PerformanceEvolution_Data/WorkloadDescriptions.txt

Video Encoding (VP9, VP8):
We used the Sintel trailer as a well-established workload when assessing the quality of different encoders.
The Sintel trailer is listed in the Xiph repository (https://media.xiph.org/) and used by different publications (e.g., https://ieeexplore.ieee.org/abstract/document/6607555 outside software engineering, or https://dl.acm.org/doi/abs/10.1145/3358960.3379137 in the software engineering domain).

Compression (brotli, lrzip):
We used the tool uiq2 to generate a large text compression workload by Matt Mahoney (http://mattmahoney.net/dc/text.html and http://mattmahoney.net/dc/uiq/).
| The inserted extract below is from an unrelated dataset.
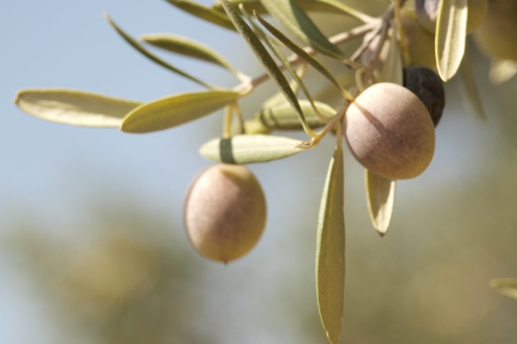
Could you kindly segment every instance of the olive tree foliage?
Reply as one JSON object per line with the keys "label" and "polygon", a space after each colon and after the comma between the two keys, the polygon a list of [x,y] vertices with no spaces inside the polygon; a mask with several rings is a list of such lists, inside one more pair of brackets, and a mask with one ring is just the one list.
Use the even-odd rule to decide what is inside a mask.
{"label": "olive tree foliage", "polygon": [[[375,2],[374,12],[381,14],[374,16],[364,12],[361,8],[364,4],[355,0],[221,0],[212,6],[191,0],[168,2],[240,35],[263,73],[250,76],[238,70],[222,54],[187,37],[148,34],[133,38],[105,14],[116,32],[139,53],[204,89],[140,103],[74,89],[28,89],[18,93],[15,103],[46,120],[138,133],[169,129],[223,109],[221,137],[207,140],[199,149],[202,155],[219,164],[263,163],[310,150],[327,136],[335,140],[334,151],[329,152],[327,178],[322,181],[315,265],[321,322],[329,341],[337,343],[343,316],[345,268],[343,142],[365,167],[372,224],[383,236],[389,226],[397,181],[417,177],[432,162],[434,127],[445,105],[443,83],[460,79],[469,108],[485,116],[469,61],[468,50],[474,45],[467,42],[474,41],[491,60],[489,76],[494,84],[503,84],[517,72],[517,3],[513,0],[395,0]],[[314,12],[343,16],[354,24],[327,36],[310,17]],[[278,26],[271,23],[271,18]],[[351,45],[356,47],[347,48]],[[225,88],[199,78],[151,48],[223,67],[235,77],[235,86]],[[331,72],[328,61],[341,66],[341,72]],[[310,92],[304,82],[307,68],[327,80],[323,93],[339,95],[338,107]],[[254,96],[254,91],[267,82],[273,83],[278,93],[252,109],[255,114],[252,118],[244,118],[239,101]],[[286,131],[303,132],[306,138],[295,140],[277,133]],[[247,179],[255,180],[252,175]],[[195,184],[198,182],[192,187],[203,190]],[[211,193],[216,194],[212,201],[222,204],[221,211],[235,211],[242,200],[253,198],[241,195],[245,187],[236,187],[227,208],[223,204],[224,186],[220,186],[221,193]],[[239,222],[225,226],[225,216],[214,213],[217,209],[198,211],[196,206],[190,204],[185,211],[196,211],[193,218],[203,223],[203,229],[187,230],[196,238],[200,252],[222,250],[227,253],[214,260],[227,262],[231,260],[227,257],[245,254],[263,229],[265,210],[258,216],[263,218],[256,218],[247,213],[253,212],[253,206],[243,207],[235,211]],[[204,206],[210,208],[210,204]],[[212,215],[203,215],[207,213]],[[254,239],[240,237],[239,228],[250,224],[256,228],[249,234]],[[219,239],[221,236],[231,237],[224,248],[217,247],[224,241]],[[247,243],[245,249],[243,241]],[[232,255],[232,250],[239,254]],[[496,279],[491,286],[517,298],[515,279]]]}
This tool creates a generic and general purpose compression benchmark of any size. The generated data was the same for both case studies and has a size of about 100 MB. This data was used to benchmark different archivers (http://web.archive.org/web/20090417231731/http://www.metacompressor.com/; unfortunately, the web site is no longer available. Instead, we provide an internet archive link)

VPN (OpenVPN):
Similar to compression, we created a generic general purpose file using uiq2 with a size of 1.400 MB. The rationale behind using uiq2 was that one configuration option also enabled lzo compression. Because of the compression, we sticked to the general purpose compression benchmark generator, but adjusted the size by sticking to a community guide for performance testing (https://community.openvpn.net/openvpn/wiki/PerformanceTesting#Testcases).

Database (HSQLDB, MariaDB, MySQL, PostgreSQL):
Each of the database systems supports SQL queries. We used the SQL benchmark PolePosition (http://polepos.org/), which was also used in multiple publications (https://onlinelibrary.wiley.com/doi/full/10.1002/spe.2107, https://dl.acm.org/doi/abs/10.1145/1216262.1216263) and allows us to query different types of queries (SELECT, UPDATE, nested queries, complex queries, etc.). 
We acknowledge that this benchmark is old and, unfortunately, not maintained anymore, which is why we will stick to a more recent benchmark. However, the idea was to use an established and diverse benchmark for SQL databases which allows us to create and issue different types of queries to cover as much code as possible.

Audio Encoding (Opus):
For the audio encoding, we used the testvectors provided by the developers of the tool (https://opus-codec.org/docs/opus_testvectors-rfc8251.tar.gz, visit https://datatracker.ietf.org/doc/rfc8251/ for further information).

Solver (z3):
We used the Satisfiability Modulo Theories Library (SMT-LIB, https://smtlib.cs.uiowa.edu/benchmarks.shtml) to select benchmarks and selected one benchmark using different types of logics LRA, QF_FP, QF_LRA, and QF_UFLRA. Here, we selected multiple benchmarks since we could not find a general benchmark for z3.
We included these workloads in our models and were even able to identify optimizations to some of these logic types during the commit analysis, since some of them are also included in the performance tests of z3.

Planning System (Fast Downward):
In this planning system, we used the workload that was suggested by one of the developers of Fast Downward.